(一)この世界ごと愛したい
瞳の色を変えての修行へ。
もし失敗しても雨が降ってたらそこまで燃え広がらないだろうと、冷静になった今は思える。
「ちょっと修行の続きに付き合ってほしいの。私が失敗したら一緒に死ぬことになっちゃうけど。」
「へー。」
か、軽すぎる…!!!
「嘘だと思ってる!?」
「思ってねえよ。」
「じゃあどういう心理なの!?」
「俺はどっちでもいいからな。」
つまり、興味がないってことか?
私のそこそこ重要な局面なんですけど!?
「成功すれば良し。失敗してもお前と死ねるなら寧ろ幸運だな。」
「幸運って…。」
「でも残念ながら、お前が失敗するなんて微塵も思ってねえよ。」
「今朝大いに失敗したんですけど。」
私は包帯ぐるぐるに巻かれた左腕をるうに見せる。
「…無理だと思ったら声掛けるから、この左腕切り落として。」
「とんでもねえこと言ってんなお前。」
「でも正直、声掛ける余裕はないかもしれない。

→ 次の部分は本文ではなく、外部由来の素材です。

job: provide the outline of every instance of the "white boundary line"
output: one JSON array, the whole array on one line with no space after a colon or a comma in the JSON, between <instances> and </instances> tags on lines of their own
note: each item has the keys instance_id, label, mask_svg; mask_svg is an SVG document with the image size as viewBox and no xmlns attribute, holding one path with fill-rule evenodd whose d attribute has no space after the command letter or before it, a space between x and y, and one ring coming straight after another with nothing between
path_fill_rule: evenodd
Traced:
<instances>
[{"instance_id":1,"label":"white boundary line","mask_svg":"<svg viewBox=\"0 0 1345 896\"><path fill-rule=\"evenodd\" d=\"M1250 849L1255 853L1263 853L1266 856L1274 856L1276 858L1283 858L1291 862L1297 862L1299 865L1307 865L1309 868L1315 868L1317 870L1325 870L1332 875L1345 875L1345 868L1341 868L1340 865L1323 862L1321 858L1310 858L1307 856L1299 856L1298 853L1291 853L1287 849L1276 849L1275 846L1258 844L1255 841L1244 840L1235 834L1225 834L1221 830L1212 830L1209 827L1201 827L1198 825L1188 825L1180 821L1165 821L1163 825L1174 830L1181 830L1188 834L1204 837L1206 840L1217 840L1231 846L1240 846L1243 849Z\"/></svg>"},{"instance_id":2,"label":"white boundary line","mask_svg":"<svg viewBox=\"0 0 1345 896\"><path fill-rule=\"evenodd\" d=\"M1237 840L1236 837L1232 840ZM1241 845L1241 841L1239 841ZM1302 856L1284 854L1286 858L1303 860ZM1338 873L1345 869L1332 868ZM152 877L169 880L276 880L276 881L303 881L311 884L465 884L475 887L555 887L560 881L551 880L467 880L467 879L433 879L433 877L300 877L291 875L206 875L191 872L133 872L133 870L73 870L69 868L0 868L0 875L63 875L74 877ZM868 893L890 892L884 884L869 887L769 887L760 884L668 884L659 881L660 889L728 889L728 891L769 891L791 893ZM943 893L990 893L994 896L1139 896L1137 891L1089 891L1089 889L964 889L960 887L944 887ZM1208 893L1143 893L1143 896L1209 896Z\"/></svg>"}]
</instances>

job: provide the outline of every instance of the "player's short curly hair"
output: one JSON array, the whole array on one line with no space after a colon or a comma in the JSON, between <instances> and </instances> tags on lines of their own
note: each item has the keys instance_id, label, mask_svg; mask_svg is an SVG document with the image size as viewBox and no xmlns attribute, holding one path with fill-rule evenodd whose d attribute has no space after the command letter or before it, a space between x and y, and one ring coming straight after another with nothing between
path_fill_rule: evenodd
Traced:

だから判断は任せる。」
私は一息吐いて。
パンっと顔を一回叩く。
「よし、頑張ろう。」
「さっさと終わらせて俺に早く休みをくれ。そして体調悪いんだから終わり次第早く寝ろ。」
「…その通常運転が頼もしいよ。」
私はるうに両手を広げる。
「抱っこして。」
「お前自分の可愛さ分かってんのか。」